Terjemahan Bahasa Indonesia
Eksistensi manusia hanya dapat berhubungan dengan keberadaan (beings) sejauh ia memproyeksikan dirinya ke dalam ketiadaan (nothingness). Melampaui keberadaan terjadi dalam hakikat Dasein—dan tindakan melampaui ini adalah metafisika itu sendiri. Ini berarti bahwa metafisika merupakan bagian dari “hakikat manusia.” Metafisika bukanlah cabang dari filsafat akademik, dan bukan pula ranah gagasan-gagasan sewenang-wenang. Metafisika adalah peristiwa dasar dari Dasein; bahkan, ia adalah Dasein itu sendiri.
Karena kebenaran metafisika berdiam dalam landasan yang tanpa dasar ini, metafisika berada dalam kedekatan paling intim dengan kemungkinan kekeliruan terdalam yang selalu mengintai. Oleh sebab itu, tidak ada ketelitian ilmiah apa pun yang dapat menyamai keseriusan metafisika. Filsafat tidak dapat diukur dengan standar gagasan tentang ilmu pengetahuan (sains).
Jika pertanyaan mengenai ketiadaan yang dikembangkan di sini benar-benar telah mempertanyakan diri kita, maka kita tidak sekadar menghadirkan metafisika secara lahiriah, dan kita pun tidak sekadar “dipindahkan” kepadanya. Kita sama sekali tidak dapat dipindahkan ke sana, karena sejauh kita eksis, kita sudah berada di sana.
“Sebab secara kodrati, sahabatku, akal budi manusia berdiam dalam filsafat” (Plato, Phaedrus, 279a).

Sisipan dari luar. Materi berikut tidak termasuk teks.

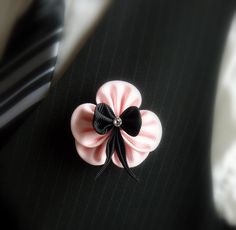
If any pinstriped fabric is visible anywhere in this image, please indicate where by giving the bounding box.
[0,0,235,230]
[0,1,63,128]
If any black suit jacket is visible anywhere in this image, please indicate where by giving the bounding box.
[0,0,235,230]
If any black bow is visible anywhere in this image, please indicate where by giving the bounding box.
[93,103,142,180]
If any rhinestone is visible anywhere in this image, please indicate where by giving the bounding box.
[113,117,122,127]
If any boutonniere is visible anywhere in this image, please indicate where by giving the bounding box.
[71,81,162,179]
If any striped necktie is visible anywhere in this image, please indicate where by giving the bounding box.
[0,0,64,129]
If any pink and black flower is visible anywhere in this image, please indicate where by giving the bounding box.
[71,81,162,178]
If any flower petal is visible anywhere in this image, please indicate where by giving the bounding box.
[75,141,106,165]
[71,103,108,148]
[121,110,162,153]
[112,144,149,168]
[96,81,142,116]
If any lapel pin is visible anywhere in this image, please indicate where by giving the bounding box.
[71,81,162,180]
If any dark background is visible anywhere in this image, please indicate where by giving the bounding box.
[0,0,235,230]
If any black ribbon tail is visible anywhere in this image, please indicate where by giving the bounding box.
[95,132,115,180]
[114,129,139,181]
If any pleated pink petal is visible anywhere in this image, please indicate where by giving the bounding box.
[71,103,108,148]
[75,141,106,165]
[121,110,162,155]
[96,81,142,116]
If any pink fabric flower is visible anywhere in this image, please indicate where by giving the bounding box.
[71,81,162,167]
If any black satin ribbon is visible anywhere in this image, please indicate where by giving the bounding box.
[93,103,142,180]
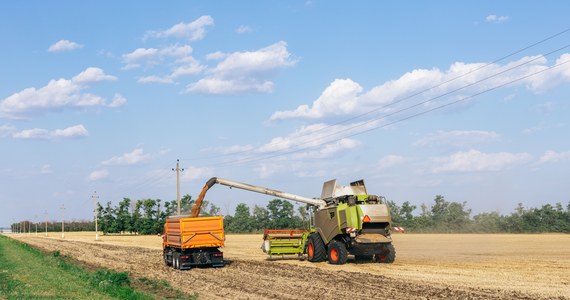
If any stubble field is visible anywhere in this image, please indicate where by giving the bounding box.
[8,233,570,299]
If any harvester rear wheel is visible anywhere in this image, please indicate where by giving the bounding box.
[162,251,172,267]
[307,232,327,262]
[328,241,348,265]
[172,252,180,270]
[374,244,396,264]
[354,255,373,261]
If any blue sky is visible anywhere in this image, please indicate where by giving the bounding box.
[0,1,570,226]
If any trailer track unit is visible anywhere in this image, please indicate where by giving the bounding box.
[162,216,225,270]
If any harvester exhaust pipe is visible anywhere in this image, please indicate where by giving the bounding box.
[190,177,327,218]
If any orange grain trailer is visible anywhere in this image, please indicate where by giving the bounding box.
[162,216,225,270]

Selama manusia ada, suatu bentuk pemikiran filosofis akan selalu berlangsung. Filsafat—apa yang kita sebut filsafat—adalah metafisika yang mulai bergerak, tempat filsafat menemukan dirinya sendiri dan tugas-tugasnya yang eksplisit. Filsafat hanya dapat dimulai melalui suatu penyisipan khas dari eksistensi kita ke dalam kemungkinan-kemungkinan fundamental Dasein secara keseluruhan. Untuk penyisipan ini, sangat penting pertama-tama (1) bahwa kita memberi ruang bagi keberadaan sebagai keseluruhan; kedua, (2) bahwa kita melepaskan diri ke dalam ketiadaan—yakni membebaskan diri dari berhala-berhala yang dimiliki setiap orang dan yang cenderung ia junjung; dan akhirnya, (3) bahwa kita membiarkan hembusan ketegangan kita mencapai keseluruhannya, sehingga ia berayun kembali pada pertanyaan dasar metafisika yang dituntut oleh ketiadaan itu sendiri:
“Mengapa terdapat keberadaan semua, dan mengapa tidak sebaliknya: ketiadaan?”
Kita selalu berhadapan dengan metafisika; tugas kita adalah melampauinya.